In particular, we should work
with UNAIDS and its co-sponsors, and leverage effective mechanisms already in place
such as the UN Country Theme Groups and the Resident Coordinator system. These mechanisms
can assume a pivotal role in providing the country-based content that will inform and to a
large extent drive regional monitoring and reporting.
An essential aspect of the
regional strategy will be to clearly articulate realistic expected outcomes. Without a
concrete sense of what we are aiming for, we may not be in shape to effectively monitor
Africas progress and success in rolling back HIV/AIDS, TB and other related
infectious diseases.
Another important element
that will add value is an appropriate communication strategy. We need to build
constituencies. We need to develop effective mechanisms for sharing best practices. We
need to involve all stakeholders in a sustained and participatory dialogue on African
development. We need to mobilize our international partners to support the implementation
of our plans. And we need to tell our own story.
To this end, we are
consulting with the OAU, UNAIDS and other UN agencies and stakeholder groups on the
establishment of a STRUCTURE to monitor and report on the implementation of
Africas plans and strategies. Yesterday, I had the opportunity to discuss this
proposal with President Obasanjo, The UN Secretary General, the OAU Secretary General and
other leaders, who strongly endorsed this approach.
Mr. Chairman
This is one modest level of
partnership that I am proposing, building on what is already in place. Above and beyond
this, we need a new Compact with our international development partners, including UN
agencies, multilateral institutions and bilateral donors.
This Compact should involve
not just increased resource flows more aid, debt relief and so on. The new Compact
implies a new way of doing business, based on African ownership of policies and
programmes, long-term commitment of resources, and mutual accountability towards the
shared goal of poverty reduction and sustainable development.

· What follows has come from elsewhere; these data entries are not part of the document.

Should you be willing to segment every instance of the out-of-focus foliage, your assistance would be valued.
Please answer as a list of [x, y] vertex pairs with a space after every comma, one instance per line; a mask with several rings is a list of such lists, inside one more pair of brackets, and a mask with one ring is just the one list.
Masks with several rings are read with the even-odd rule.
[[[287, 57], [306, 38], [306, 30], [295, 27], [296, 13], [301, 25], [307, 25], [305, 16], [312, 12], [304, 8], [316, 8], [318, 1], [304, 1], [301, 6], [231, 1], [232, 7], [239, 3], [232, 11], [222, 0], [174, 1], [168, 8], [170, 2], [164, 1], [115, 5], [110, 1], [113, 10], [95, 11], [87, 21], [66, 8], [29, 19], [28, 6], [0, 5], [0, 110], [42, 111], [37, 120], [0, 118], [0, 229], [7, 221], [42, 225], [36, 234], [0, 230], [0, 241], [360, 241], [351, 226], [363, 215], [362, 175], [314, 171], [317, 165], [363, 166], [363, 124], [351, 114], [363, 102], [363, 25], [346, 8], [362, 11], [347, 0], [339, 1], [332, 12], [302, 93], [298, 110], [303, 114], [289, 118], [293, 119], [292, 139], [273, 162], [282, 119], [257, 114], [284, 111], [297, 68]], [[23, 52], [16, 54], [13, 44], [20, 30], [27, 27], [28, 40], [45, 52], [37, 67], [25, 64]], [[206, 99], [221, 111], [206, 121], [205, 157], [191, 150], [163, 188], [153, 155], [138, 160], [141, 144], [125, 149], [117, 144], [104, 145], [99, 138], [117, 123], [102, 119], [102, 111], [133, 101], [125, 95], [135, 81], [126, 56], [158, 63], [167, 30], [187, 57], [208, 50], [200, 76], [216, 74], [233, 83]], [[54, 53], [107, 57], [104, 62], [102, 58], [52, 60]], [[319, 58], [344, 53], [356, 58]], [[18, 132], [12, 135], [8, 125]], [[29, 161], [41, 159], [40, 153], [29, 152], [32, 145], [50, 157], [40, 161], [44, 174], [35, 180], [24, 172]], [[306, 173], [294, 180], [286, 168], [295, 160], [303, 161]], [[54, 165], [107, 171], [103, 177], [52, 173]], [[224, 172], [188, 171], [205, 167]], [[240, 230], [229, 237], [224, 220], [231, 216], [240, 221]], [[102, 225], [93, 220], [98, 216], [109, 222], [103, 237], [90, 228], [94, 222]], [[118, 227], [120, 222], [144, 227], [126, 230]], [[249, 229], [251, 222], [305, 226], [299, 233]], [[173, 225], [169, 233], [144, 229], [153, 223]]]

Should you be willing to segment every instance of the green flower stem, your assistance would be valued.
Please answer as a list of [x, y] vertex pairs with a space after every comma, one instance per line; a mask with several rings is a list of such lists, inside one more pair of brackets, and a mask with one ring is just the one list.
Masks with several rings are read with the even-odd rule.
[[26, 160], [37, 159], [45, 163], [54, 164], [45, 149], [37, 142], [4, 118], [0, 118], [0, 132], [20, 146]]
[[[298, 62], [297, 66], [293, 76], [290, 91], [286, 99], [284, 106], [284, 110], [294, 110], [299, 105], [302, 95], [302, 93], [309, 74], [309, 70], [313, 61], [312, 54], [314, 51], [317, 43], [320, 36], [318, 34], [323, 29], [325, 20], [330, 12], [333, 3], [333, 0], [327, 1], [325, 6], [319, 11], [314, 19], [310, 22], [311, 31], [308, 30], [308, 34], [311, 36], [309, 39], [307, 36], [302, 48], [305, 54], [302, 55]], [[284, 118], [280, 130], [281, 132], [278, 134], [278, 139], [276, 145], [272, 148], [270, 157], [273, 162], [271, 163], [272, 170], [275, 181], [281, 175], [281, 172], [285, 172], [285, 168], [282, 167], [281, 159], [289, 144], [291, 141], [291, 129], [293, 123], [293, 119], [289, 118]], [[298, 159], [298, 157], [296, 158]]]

The Millennium Partnership
for the African Recovery Programme (MAP), initiated by our host, President Obasanjo,
together with Presidents Mbeki and Bouteflika, provides a means for doing exactly this.
THIS IS OUR WAY FORWARD.
At the Economic Commission
for Africa, we are closely involved with the MAP initiative. We are developing a Compact
for African Recovery as the technical underpinning of this new partnership. Next week,
African Ministers of Finance and Planning will be meeting in Algiers to map out the next
stage of this process. In particular, we will examine the domestic resource mobilization
requirements of meeting the challenges of the diseases of poverty.
Mr. Chairman
Your Excellencies Heads of State and Government
Honourable Ministers
Distinguished Delegates
Ladies and Gentlemen
This is indeed our decisive
moment. Within the context of a realistic appraisal of our predicament, learning the
lessons of the recent past, establishing new and better partnerships, and underlining that
HEALTH IS AT THE HEART OF DEVELOPMENT, we can, and will, move ahead.